Mexican Novels to Help You Celebrate Cinco de Mayo
Guest Post by Alice E.M. Underwood
No matter where you are, Cinco de Mayo is a day to celebrate Mexico’s country, culture, and misunderstood military history. The holiday doesn’t mark Mexican Independence, as is commonly thought in other countries that break out the margaritas in honor of May 5—instead, it recognizes Mexico’s unlikely victory over the French in 1862.
But this isn’t a history lesson: it’s a literature lesson. Cinco de Mayo may be an excuse to eat guacamole, but it’s also an excuse to dive into Mexican culture. So in honor of May 5, here are five top Mexican novels. Plus one more for good measure.
The Labyrinth of Solitude, by Octavio Paz (El laberinto de la soledad, 1950) Ironically, first up isn’t a novel at all: it’s a book-length set of essays on what makes Mexico Mexico. Winner of the 1990 Nobel Prize for Literature, Paz meditates on Mexican identity through ideas of solitude, colonialism, indigenous vs. Spanish roots, death, and fiesta—and explores how they all fit together, from Day of the Dead celebrations to politics. Later editions include his essays on the 1968 massacre of Mexican students and Mexico-US relations.
Pedro Páramo, by Juan Rulfo (Pedro Páramo, 1955) A man searches for his father in a town “at the very mouth of hell,” where even the inhabitants may be no more than spirits. Considered by some to be the book that started magical realism—and by Gabriel García Márquez to be the inspiration for One Hundred Years of Solitude—this is a tale of ghostlike memories, tyrannical landowners, and a land and people haunted by powers and passions beyond their control.
The Death of Artemio Cruzo, by Carlos Fuentes (La muerte de Artemio Cruz, 1962) A corrupt old coot on his deathbed recollects his life in flashbacks. While living, Artemio had his fingers in many pies: the Mexican Revolution, the emerging new government, economic dealings with gringo speculators, loves, hates, and a hidden will. Alternating between internal tensions and the broader world, Fuentes explores a body facing its final breaths.
Palinuro of Mexico, by Fernando del Paso (Palinuro de México, 1977) Meandering, mystical, and as medically precise as Gray’s Anatomy (the textbook, not the show), this book is easier to describe as an encyclopedia than a straightforward novel. Some highlights: mythology, Virgil, a medical student and his lover (who is also his cousin), a pile of bones, almost-animate objects, satirical digs at politics and advertising, and more than a touch of surrealism. Sound overwhelming? Dive into the writing: you won’t want to get out.

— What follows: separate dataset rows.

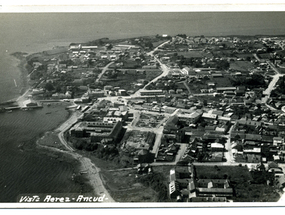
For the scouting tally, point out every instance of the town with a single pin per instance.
(183, 118)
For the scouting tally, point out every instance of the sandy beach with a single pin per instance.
(87, 167)
(90, 171)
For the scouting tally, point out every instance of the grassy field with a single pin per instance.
(241, 65)
(238, 173)
(127, 81)
(194, 54)
(124, 187)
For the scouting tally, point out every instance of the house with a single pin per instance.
(30, 103)
(98, 131)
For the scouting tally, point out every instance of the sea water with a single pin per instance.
(27, 169)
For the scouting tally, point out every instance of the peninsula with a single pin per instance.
(169, 118)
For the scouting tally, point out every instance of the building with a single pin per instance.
(30, 103)
(98, 131)
(225, 89)
(151, 92)
(191, 118)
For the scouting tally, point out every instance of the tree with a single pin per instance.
(49, 87)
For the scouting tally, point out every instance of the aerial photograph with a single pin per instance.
(142, 107)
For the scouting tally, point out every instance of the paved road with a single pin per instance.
(103, 71)
(165, 69)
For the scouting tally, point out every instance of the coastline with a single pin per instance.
(85, 168)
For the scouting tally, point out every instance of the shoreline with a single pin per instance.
(86, 166)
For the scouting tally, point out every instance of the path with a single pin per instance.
(103, 71)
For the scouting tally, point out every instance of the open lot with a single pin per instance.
(132, 80)
(194, 54)
(149, 120)
(241, 65)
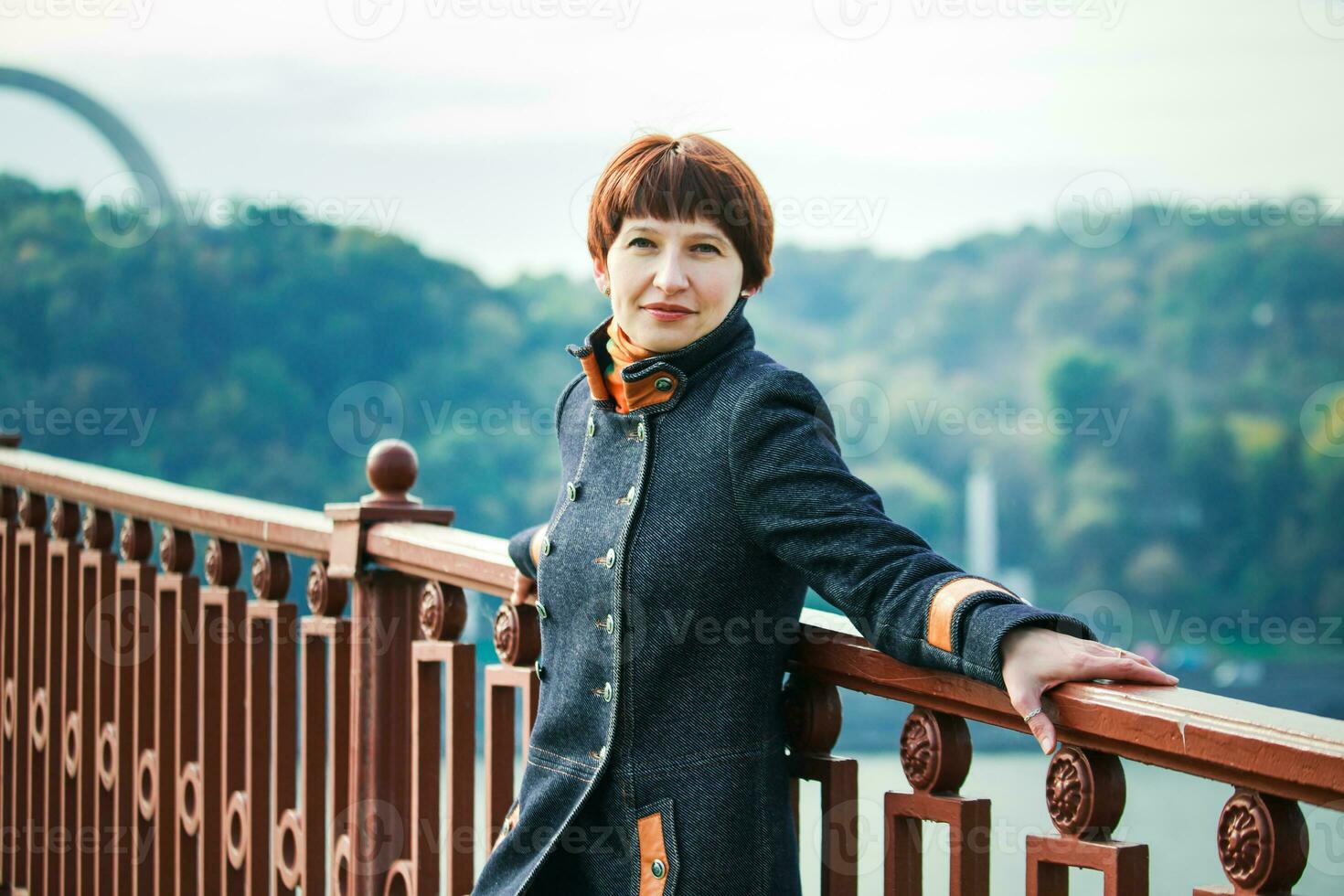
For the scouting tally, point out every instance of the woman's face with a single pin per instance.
(655, 268)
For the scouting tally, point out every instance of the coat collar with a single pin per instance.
(656, 383)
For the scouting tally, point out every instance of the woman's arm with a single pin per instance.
(797, 498)
(525, 549)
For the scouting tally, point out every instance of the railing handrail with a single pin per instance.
(200, 511)
(1278, 752)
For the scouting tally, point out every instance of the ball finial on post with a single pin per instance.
(391, 469)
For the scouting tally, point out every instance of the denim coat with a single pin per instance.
(675, 564)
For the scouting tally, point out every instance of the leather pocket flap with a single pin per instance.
(657, 849)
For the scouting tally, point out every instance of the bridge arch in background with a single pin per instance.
(140, 164)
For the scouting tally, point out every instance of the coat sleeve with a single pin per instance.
(520, 549)
(520, 543)
(795, 498)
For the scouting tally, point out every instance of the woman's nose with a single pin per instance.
(671, 277)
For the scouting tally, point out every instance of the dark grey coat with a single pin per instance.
(677, 561)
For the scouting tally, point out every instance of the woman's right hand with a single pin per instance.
(525, 589)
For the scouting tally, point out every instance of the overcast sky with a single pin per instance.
(476, 126)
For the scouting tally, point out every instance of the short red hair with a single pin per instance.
(684, 179)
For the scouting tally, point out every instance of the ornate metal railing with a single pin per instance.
(167, 735)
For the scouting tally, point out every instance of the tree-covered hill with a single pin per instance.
(1189, 470)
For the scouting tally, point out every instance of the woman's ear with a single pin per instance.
(600, 274)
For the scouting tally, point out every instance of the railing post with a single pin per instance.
(383, 617)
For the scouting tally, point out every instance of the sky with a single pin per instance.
(476, 128)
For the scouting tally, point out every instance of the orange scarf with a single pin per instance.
(623, 351)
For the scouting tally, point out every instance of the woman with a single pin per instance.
(703, 493)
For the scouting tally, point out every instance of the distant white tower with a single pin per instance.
(981, 516)
(983, 529)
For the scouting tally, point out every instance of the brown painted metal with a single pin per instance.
(1261, 844)
(433, 661)
(200, 511)
(99, 683)
(8, 527)
(325, 646)
(1124, 867)
(840, 842)
(272, 733)
(503, 684)
(180, 781)
(969, 833)
(383, 617)
(380, 672)
(175, 733)
(63, 692)
(1085, 795)
(1275, 752)
(31, 569)
(223, 684)
(935, 756)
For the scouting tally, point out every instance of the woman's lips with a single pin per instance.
(667, 316)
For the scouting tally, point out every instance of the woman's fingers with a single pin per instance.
(1029, 706)
(1117, 664)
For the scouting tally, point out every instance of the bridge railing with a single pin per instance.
(163, 733)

The Savage Detectives, by Roberto Bolaño (Los detectives salvajes, 1998) So, Bolaño is technically Chilean. At least, that’s where he was born. But he spent years of his youth in Mexico and, as far as books about Mexico go, TSD brings the capital and the country to life. There’s crime, youth culture, underground literary movements, historical events, the drudgery of existence over two decades, and some great Mexican authors thrown into the mix.
The Story of My Teeth, by Valeria Luiselli (La historia de mis dientes, 2012) A baby is born with four early teeth and a coat of fur, and grows up to become an auctioneer and a collector intent on telling the story of his teeth. That means the ones in his own head, but also, he claims, the mighty molars of folks like Plato and Virginia Woolf. In addition to teeth, he collects knowledge, straws, literary allusions, and stories—and his unique style of narration, light egomania, and possible unreliability make this novel an exploration of truth and fiction, as well as a literary adventure for the reader.
Whether you’re Mexican, study Mexico, or just like Mexican food, any and all of these books will give you a powerful story and a link to Mexican history, culture, and literature. What better way to boost the fiesta in your Cinco de Mayo festivities?